Trouvée bébé dans un carton d’appareils photo de la marque Olympus, elle a été baptisée Olympe par Luis, le taulier d’une drôle d’institution. Au Dépôt, centre de trafics louches, il recueille les orphelins tombés du ciel. Il entraîne des escadrons d’enfants voleurs, contraints à la rapine pour se nourrir et survivre. Apprentissage précoce du crime et du vice. Olympe, désormais une douzaine d’années, travaille en tandem avec Mineur, adolescent un peu plus âgé. Débrouillarde, habile, elle commet ses larcins dans des petits commerces du quartier. Elle rafle efficacement quincailleries, épiceries, bazars. Elle fréquente même sporadiquement l’école. Et Roberto le rat lui tient lieu d’animal de compagnie. Avec ses compagnons d’infortune, elle mène une vie sans heurt, presque paisible jusqu’au jour où Luis est renversé par le Marquis, chef d’une bande rivale qui prend le contrôle du Dépôt. Les gamins passent sous la coupe de ce caïd bien plus redoutable, qui multiplie les sévices envers ces nouveaux protégés, et abuse de Mineur. La mort rôde, la violence règne. Les privations viennent à bout de la solidarité et les trahisons se multiplient. Olympe endure tout jusqu’à la rupture. Elle provoque sa propre arrestation dans l’espoir d’échapper au Marquis. Molestée par un policier lors de l’interrogatoire, elle se retrouve à l’hôpital. Là elle fait la connaissance d’un homme étrange, soigneur de plantes itinérant, lui-même atteint d’un mal incurable qui le transforme lentement en bois. Dans un van partiellement transformé en serre, ils s’enfuient ensemble vers la côte et l’océan. Olympe trouve un travail de plonge dans un restaurant de poisson pour subvenir à leurs besoins.

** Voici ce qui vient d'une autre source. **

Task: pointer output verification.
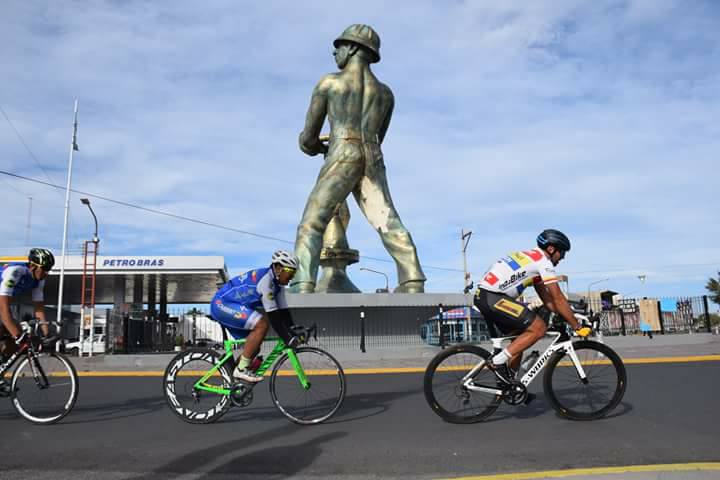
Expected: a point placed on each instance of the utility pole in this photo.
(467, 285)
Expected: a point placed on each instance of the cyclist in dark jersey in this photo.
(17, 278)
(502, 284)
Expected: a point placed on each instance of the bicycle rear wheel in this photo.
(325, 392)
(44, 387)
(444, 390)
(593, 397)
(192, 404)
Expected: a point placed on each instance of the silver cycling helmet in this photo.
(285, 259)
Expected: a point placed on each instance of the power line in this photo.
(25, 144)
(195, 220)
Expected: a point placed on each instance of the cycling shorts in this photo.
(510, 316)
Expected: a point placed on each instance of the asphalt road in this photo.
(121, 428)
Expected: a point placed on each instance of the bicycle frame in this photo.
(278, 350)
(534, 370)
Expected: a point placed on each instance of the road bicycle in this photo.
(44, 386)
(584, 379)
(307, 384)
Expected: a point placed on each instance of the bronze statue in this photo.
(358, 108)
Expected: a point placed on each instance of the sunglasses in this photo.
(46, 270)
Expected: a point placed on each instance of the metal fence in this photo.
(658, 315)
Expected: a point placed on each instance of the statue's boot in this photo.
(411, 286)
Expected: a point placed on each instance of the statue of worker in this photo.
(358, 108)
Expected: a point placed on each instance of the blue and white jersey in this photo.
(17, 278)
(254, 289)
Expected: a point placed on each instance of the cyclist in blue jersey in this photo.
(16, 279)
(249, 303)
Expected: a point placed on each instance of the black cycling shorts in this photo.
(507, 314)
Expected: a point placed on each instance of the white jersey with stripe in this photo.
(518, 270)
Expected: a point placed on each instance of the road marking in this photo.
(669, 467)
(372, 371)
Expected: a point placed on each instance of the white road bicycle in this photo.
(584, 380)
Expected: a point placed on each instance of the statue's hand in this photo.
(311, 146)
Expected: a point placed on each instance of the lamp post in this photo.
(594, 283)
(387, 285)
(86, 201)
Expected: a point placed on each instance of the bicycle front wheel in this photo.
(192, 404)
(444, 389)
(595, 396)
(316, 401)
(44, 387)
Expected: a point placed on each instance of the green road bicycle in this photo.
(306, 383)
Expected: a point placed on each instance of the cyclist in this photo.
(502, 284)
(249, 303)
(16, 279)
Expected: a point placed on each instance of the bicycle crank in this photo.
(241, 395)
(515, 393)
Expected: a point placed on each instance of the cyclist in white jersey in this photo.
(502, 284)
(15, 279)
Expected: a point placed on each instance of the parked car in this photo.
(208, 343)
(98, 345)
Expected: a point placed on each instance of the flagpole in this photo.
(73, 148)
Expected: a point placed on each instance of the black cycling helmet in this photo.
(555, 238)
(42, 257)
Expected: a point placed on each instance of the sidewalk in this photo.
(629, 347)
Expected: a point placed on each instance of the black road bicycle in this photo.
(584, 380)
(43, 387)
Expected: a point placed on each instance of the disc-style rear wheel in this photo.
(188, 402)
(595, 396)
(444, 389)
(44, 387)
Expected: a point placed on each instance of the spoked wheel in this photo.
(44, 387)
(593, 397)
(322, 396)
(185, 400)
(444, 389)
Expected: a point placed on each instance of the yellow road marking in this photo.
(371, 371)
(669, 467)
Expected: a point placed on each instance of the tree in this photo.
(713, 286)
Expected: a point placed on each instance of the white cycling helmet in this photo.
(281, 257)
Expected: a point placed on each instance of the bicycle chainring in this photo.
(515, 393)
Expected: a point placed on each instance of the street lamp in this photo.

Fable contemporaine très noire, le récit initiatique imaginé par Marine Westphal s’ancre dans un monde familier où le réalisme magique enchante un quotidien particulièrement sombre. Ce conte cruel, aussi poétique que déroutant, baigne dans des atmosphères étranges à la Jeunet et Caro. La fantaisie à l’oeuvre, perturbations légères, convoque les fantômes de Boris Vian, « L’écume des jours ». La bande d’enfants voleurs, victimes de mauvais traitements, évoque « Oliver Twist » de Charles Dickens, la gouaille de la petite Olympe celle de la Zazie de Queneau.

Marine Westphal cultive le flou cadrant sa narration dans une temporalité imprécise, une époque indéterminée dont la technologie rappelle celle des années 1970-80. Elle s’empare de thématiques sociales fortes, le travail des sans-papiers, le destin des orphelins migrants, les violences policières pour les décrypter toujours avec un décalage léger. 

La romancière traduit la vision du personnage principal, la candeur de l’enfance. Olympe, gamine lumineuse, anticonformiste, est confrontée à un monde âpre d’adultes qui l’exploitent sans pitié. Démunie, son inconscient prend la relève et enjolive la réalité pour la rendre supportable. L’intrusion du fantastique, les péripéties rocambolesques sont le fruit d’une psyché tendre et rêveuse. 

Au fur et à mesure qu’Olympe grandit, la magie disparaît, le mystère s’efface. L’imaginaire cesse d’entretenir l’illusion qui voilait le trauma des abus, de la violence, de l’abandon. Dans une quête désespérée de liberté, espoir d’une vie nouvelle, elle s’émancipe pour tenter de vivre ses rêves. Récit d’apprentissage, grinçant, tendre, mélancolique.